Par ailleurs, les députés se sont intéressés à la question de l’information sur les cas de discrimination : ils ont notamment demandé que la Commission se dote d’un instrument qui permette de disposer de données comparables dans ce domaine afin d’améliorer la législation et de mieux construire les politiques à venir.
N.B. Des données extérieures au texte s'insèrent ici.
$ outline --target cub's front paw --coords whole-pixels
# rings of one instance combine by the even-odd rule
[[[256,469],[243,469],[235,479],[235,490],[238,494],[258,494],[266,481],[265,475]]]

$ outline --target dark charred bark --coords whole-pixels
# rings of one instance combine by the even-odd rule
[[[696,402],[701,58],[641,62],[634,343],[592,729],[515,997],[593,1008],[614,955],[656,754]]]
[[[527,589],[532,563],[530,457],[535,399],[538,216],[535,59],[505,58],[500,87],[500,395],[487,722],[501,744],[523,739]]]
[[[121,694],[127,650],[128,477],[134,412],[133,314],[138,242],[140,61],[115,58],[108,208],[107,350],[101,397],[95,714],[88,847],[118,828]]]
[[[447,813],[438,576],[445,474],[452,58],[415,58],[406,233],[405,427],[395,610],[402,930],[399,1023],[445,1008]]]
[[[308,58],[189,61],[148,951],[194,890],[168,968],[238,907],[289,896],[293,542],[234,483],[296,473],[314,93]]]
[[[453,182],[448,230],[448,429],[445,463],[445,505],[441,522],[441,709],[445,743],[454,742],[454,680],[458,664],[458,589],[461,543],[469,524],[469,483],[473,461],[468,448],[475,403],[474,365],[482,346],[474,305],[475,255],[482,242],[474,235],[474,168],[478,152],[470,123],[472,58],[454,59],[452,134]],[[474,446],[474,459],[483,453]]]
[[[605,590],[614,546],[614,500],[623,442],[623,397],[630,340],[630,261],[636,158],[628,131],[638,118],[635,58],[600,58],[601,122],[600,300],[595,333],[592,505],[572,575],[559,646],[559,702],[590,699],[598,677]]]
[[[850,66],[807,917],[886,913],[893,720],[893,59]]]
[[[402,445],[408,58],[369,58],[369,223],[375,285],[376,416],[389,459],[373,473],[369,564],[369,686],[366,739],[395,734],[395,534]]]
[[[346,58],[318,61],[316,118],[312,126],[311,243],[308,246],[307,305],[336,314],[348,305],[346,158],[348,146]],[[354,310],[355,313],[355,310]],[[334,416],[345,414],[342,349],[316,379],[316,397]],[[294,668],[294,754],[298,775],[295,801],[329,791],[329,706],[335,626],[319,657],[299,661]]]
Conscient que relever des données sur la race et l'appartenance ethnique, etc. reste très délicat, les députés soulignent que ce type de statistiques devrait être dûment protégé afin de ne pas servir à d’autres objectifs (ex. : le profilage ethnique des personnes, ou la représentation des groupes ethniques et raciaux dans différents secteurs de la société, tant publics que privés,…).

Les députés demandent également aux États membres de rendre accessibles au public des statistiques détaillées sur le crime raciste et attendent de la Commission qu’elle fournisse des données sur les discriminations multiples. Parallèlement, les députés ont demandé à la Commission de faire une étude pour déterminer quels États membres avaient introduit des dispositions d'action positive et quels en avaient été les effets concrets au plan national. Ils ont également demandé à la Commission de contrôler les discriminations « cachées » au moment de solliciter un emploi.

D’autres recommandations ponctuelles sont faites à la Commission, dont notamment celle de mieux associer l'Agence européenne des droits fondamentaux à sa réflexion.

Enfin, les députés se sont réjouis de l'intention de la Commission de présenter une proposition visant à élargir le champ d'application de la directive à tous les motifs de discrimination, comme indiqué dans son Programme législatif annuel pour 2008, et attend le début de ses travaux.